Visita al Centro d’immigrazione El Roble di Siviglia

[Provincia Spagna-Sud] Il 20 febbraio, un gruppo di abitanti di La Milagrosa de Alcalá de Guadairaè andato a visitare il centro d’immigrazione El Roble di Siviglia per conoscere una delle opere gestita dalle Figlie della Carità dove si vive il carisma vincenziano. L’esperienza è stata impressionante sia per i residenti che per gli accompagnatori. Uno dei residenti fa la sua testimonianza:

Oggi è stata una bella giornata per la Residenza, poiché un nostro gruppo ha visitato a Miraflores un centro per i Rifugiati che accoglie uomini e donne. Quando siamo arrivati ci hanno accolto con grande gioia, ci hanno mostrato la struttura: camere da letto, bagni, cucina, soggiorno con TV, ecc.

Ci siamo incontrati tutti nel salone. Per primo hanno parlato gli uomini, tutti giovani. Una ragazza che lavora lì, anche lei di colore, ha tradotto per quelli che non conoscevano ancora la lingua.
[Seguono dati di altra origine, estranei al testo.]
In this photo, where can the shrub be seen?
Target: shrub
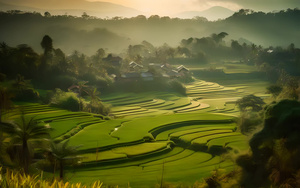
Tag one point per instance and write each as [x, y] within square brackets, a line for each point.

Tutti hanno ringraziato per l’accoglienza del personale della casa. Essi hanno dovuto attraversare l’Algeria, il Marocco, saltare la recinzione per raggiungere la Spagna da Malaga o da Cadice, con tutte le difficoltà che questo comporta.

Le donne sono di meno; sono state “trafficate”; due di loro hanno dei figli, uno di sei mesi e l’altro di tre mesi, che è nato qui.

Ero commossa nel vedere la tristezza che emanava dai loro volti, tuttavia alcuni di loro hanno osato ballare insieme ad alcuni dei nostri colleghi. Abbiamo poi detto quello che sentivamo. Io ho detto che abitavo in una casa simile alla loro, ma in seguito mi sono resa conto che non è così, perché noi possiamo stare qui quanto vogliamo ma loro solo per sei mesi.

Poi abbiamo servito la colazione con dolci fatti da loro, tipici della loro terra, succhi, caffè, latte…

Abbiamo visitato la legatoria ed altri laboratori e quando ci siamo salutati li abbiamo invitati a venirci a trovare a casa nostra.